Troubles Psy

VRAI/FAUX – Contre les idées reçues sur la spiritualité et les troubles psy

Le père Bernard-Marie Geffroy a longtemps été aumônier en psychiatrie. Il a fondé à Aix-en-Provence l’Accueil Raphaël, un accompagnement spirituel et psychologique. Le temps d’un vrai/faux, il décrypte certaines idées reçues.  

Il est trop difficile pour un prêtre d’accompagner des personnes avec une fragilité psychique : FAUX 

Mais il y a encore une frilosité de la part de l’Eglise. Avec les scandales d’abus sexuels, beaucoup craignent d’accompagner des personnes fragiles psychiquement car on pourrait les soupçonner d’user d’une emprise. Un prêtre me disait ne jamais prier avec les personnes qu’il accompagnait car il avait peur d’un « débordement affectif ». Certes, il faut être conscient des contre-transferts que peuvent faire ces personnes mais l’accompagnement spirituel est avant tout une relation. C’est cela qui fait progresser.
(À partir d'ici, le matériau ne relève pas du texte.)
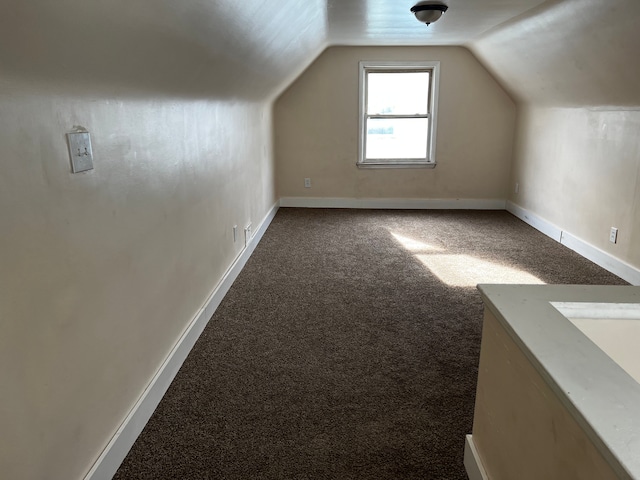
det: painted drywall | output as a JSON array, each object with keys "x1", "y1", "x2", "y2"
[
  {"x1": 470, "y1": 0, "x2": 640, "y2": 268},
  {"x1": 274, "y1": 47, "x2": 515, "y2": 199},
  {"x1": 0, "y1": 0, "x2": 326, "y2": 101},
  {"x1": 0, "y1": 81, "x2": 276, "y2": 480},
  {"x1": 511, "y1": 105, "x2": 640, "y2": 268},
  {"x1": 0, "y1": 0, "x2": 326, "y2": 480}
]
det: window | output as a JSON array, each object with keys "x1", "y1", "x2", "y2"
[{"x1": 358, "y1": 62, "x2": 440, "y2": 168}]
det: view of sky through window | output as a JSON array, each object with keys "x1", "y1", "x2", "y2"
[{"x1": 366, "y1": 72, "x2": 430, "y2": 159}]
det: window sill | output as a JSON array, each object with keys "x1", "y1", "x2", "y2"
[{"x1": 356, "y1": 162, "x2": 436, "y2": 168}]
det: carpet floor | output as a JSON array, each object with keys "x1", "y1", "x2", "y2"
[{"x1": 114, "y1": 208, "x2": 625, "y2": 480}]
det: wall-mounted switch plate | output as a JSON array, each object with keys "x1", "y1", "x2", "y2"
[
  {"x1": 244, "y1": 224, "x2": 251, "y2": 247},
  {"x1": 67, "y1": 132, "x2": 93, "y2": 173}
]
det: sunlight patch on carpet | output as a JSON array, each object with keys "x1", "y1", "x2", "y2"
[
  {"x1": 391, "y1": 232, "x2": 442, "y2": 252},
  {"x1": 416, "y1": 255, "x2": 545, "y2": 287}
]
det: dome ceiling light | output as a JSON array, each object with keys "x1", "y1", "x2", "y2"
[{"x1": 411, "y1": 0, "x2": 449, "y2": 25}]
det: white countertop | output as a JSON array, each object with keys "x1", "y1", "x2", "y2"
[{"x1": 478, "y1": 285, "x2": 640, "y2": 480}]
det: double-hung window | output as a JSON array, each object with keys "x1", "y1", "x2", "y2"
[{"x1": 358, "y1": 61, "x2": 440, "y2": 168}]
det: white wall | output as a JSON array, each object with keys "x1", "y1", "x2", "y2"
[
  {"x1": 511, "y1": 106, "x2": 640, "y2": 268},
  {"x1": 0, "y1": 0, "x2": 326, "y2": 480},
  {"x1": 471, "y1": 0, "x2": 640, "y2": 277},
  {"x1": 0, "y1": 82, "x2": 275, "y2": 479},
  {"x1": 274, "y1": 47, "x2": 515, "y2": 200}
]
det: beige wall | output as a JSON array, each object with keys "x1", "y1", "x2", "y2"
[
  {"x1": 0, "y1": 81, "x2": 276, "y2": 480},
  {"x1": 274, "y1": 47, "x2": 515, "y2": 199},
  {"x1": 511, "y1": 106, "x2": 640, "y2": 268},
  {"x1": 473, "y1": 309, "x2": 620, "y2": 480}
]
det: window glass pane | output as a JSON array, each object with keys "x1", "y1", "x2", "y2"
[
  {"x1": 366, "y1": 118, "x2": 429, "y2": 160},
  {"x1": 367, "y1": 72, "x2": 429, "y2": 115}
]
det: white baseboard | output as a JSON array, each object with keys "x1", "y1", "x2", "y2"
[
  {"x1": 506, "y1": 201, "x2": 562, "y2": 242},
  {"x1": 507, "y1": 201, "x2": 640, "y2": 285},
  {"x1": 464, "y1": 435, "x2": 489, "y2": 480},
  {"x1": 85, "y1": 203, "x2": 278, "y2": 480},
  {"x1": 280, "y1": 197, "x2": 506, "y2": 210}
]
La foi est un soutien pour les personnes malades psychiques : VRAI

J’observe un grand désir spirituel chez elles. Le Seigneur est d’abord venu pour les malades. L’Amour du Christ va aux marges. Quand j’étais aumônier à Sainte-Anne, un patient m’avait interpellé après la lecture du texte du Deutéronome : « Tu aimeras ton Dieu de toute ta force, de toute ton âme, et ton prochain comme toi-même ». Ce patient m’a interrompu : « Comment voulez-vous que j’aime mon prochain si je n’arrive déjà pas à m’aimer moi-même ? » Il a ajouté que le regard des autres l’enfermait, qu’il n’était qu’un malade à leurs yeux. Après un silence, il a poursuivi : « Alors, je me plonge dans le regard de Dieu et je m’aime un peu moins mal. Et j’aime un peu moins mal mon prochain. » Je n’ai rien eu à ajouter, l’Esprit saint avait œuvré. 

L’exorcisme est parfois nécessaire : VRAI

C’est vrai pour des personnes sous forte emprise ou ayant été abusées par exemple. Mais cela reste très rare et il existe d’autres voies, comme la prière de libération. Elle permet de couper la personne des liens mauvais, en rapport avec son histoire. Mais si la personne est psychotique, elle doit d’abord être stabilisée. 

Les psychiatres se méfient du côté spirituel : VRAI

Les psychiatres ont une peur immense du délire mystique, car il est redoutable. Ils ont tendance à se méfier du prêtre ou de l’aumônier, se disant qu’ils vont exacerber le délire mystique. Un jour, un psychiatre m’a appelé pour un jeune de son service qui voulait faire sa première communion. Il lui a refusée par crainte qu’il ne parte dans un délire. Je lui ai répondu que justement, l’un des remèdes à était de vivre une liturgie incarnée.

Dans le délire, c’est le contraire, la personne « décolle », elle est ailleurs… Je n’ai pas voulu m’opposer et le jeune a attendu sa sortie. Il a reçu ce sacrement dans ma paroisse. Ces psychiatres-là, je les appelle les « chimiatres ». Comme si, pour eux, tout était chimique et corporel. Ils considèrent à peine le psychologique, et ne parlons pas du spirituel ! Les patients souffrent de cette attitude. Ils ont une forte sensibilité et perçoivent lorsqu’ils sont réduits à cette seule dimension.